Reduced Striatal Mn-accumulation in Huntington’s Disease Mouse Model Causes Reversible Alterations in Mn-dependent Enzyme Pathways
Bichell, Terry Jo Vetters
Huntington’s disease (HD) is caused by an increase in CAG repeats in exon 1 of the huntingtin gene (HTT), which results in a polyglutamine expansion in the HTT protein. This mutation causes profound striatal neurodegeneration through an unknown mechanism, which adversely affects multiple cellular processes including DNA repair, autophagy, vesicular transport and neuronal metal homeostasis.

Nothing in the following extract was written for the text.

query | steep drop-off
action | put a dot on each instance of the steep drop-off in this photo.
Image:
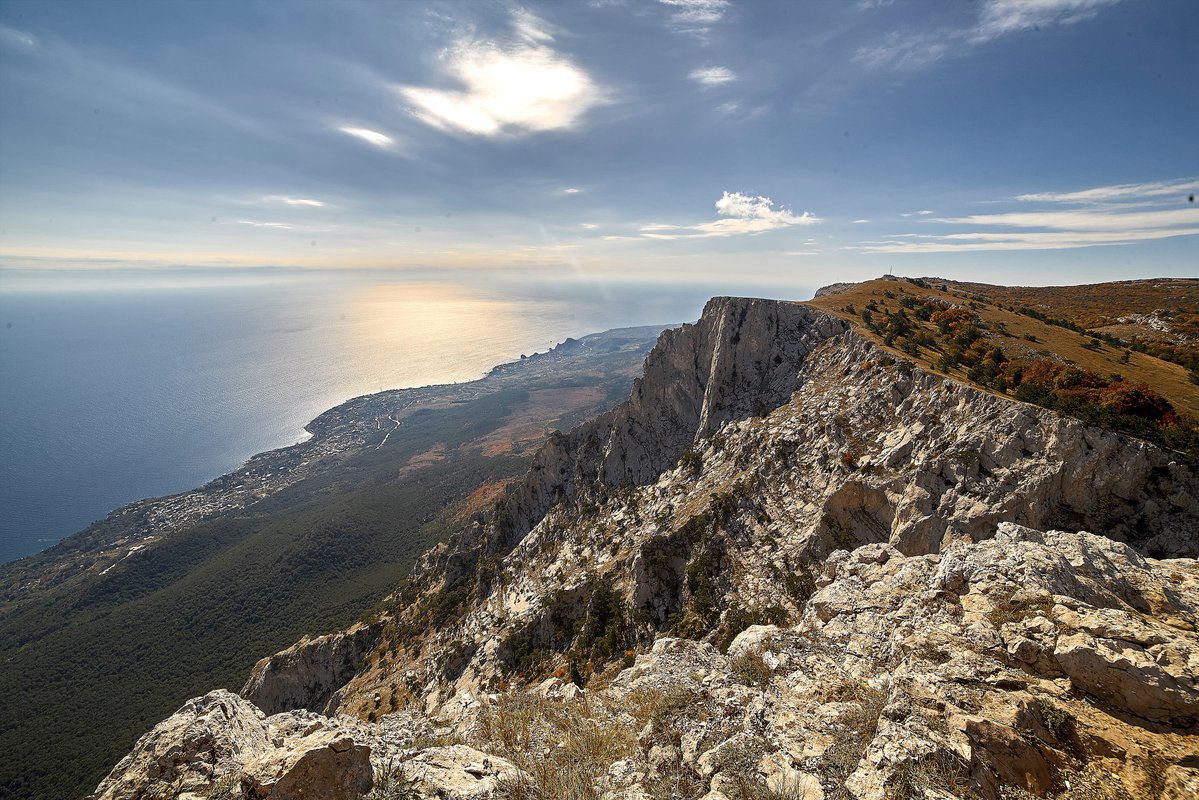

Many neuronal enzymes require metals as cofactors, including several within the partial urea cycle which functions in brain. Perturbations in the urea cycle have been reported in HD models and in HD patient blood and brain. In neurons, arginase is a central urea cycle enzyme, and the metal manganese (Mn) is an essential cofactor. Deficient biological responses to Mn, and reduced Mn accumulation have been observed in HD striatal mouse and cell models. Here we report in vivo and ex vivo evidence of a urea cycle metabolic phenotype in a prodromal HD mouse model. Further, either in vivo or in vitro Mn supplementation reverses the urea-cycle pathology by restoring arginase activity. We show that Arginase 2 (ARG2) not Arginase 1 (ARG1) is the arginase enzyme present in these mouse brain models, with ARG2 protein levels directly increased by Mn exposure without change in gene expression levels. ARG2 protein is not reduced in the prodromal stage, though enzyme activity is reduced, indicating that it is the altered Mn bioavailability as a cofactor that leads to the deficient enzymatic activity. These data support a hypothesis that mutant HTT leads to a selective deficiency of neuronal Mn at an early disease stage. This Mn deficiency contributes to HD striatal urea-cycle pathophysiology through an effect on ARG2.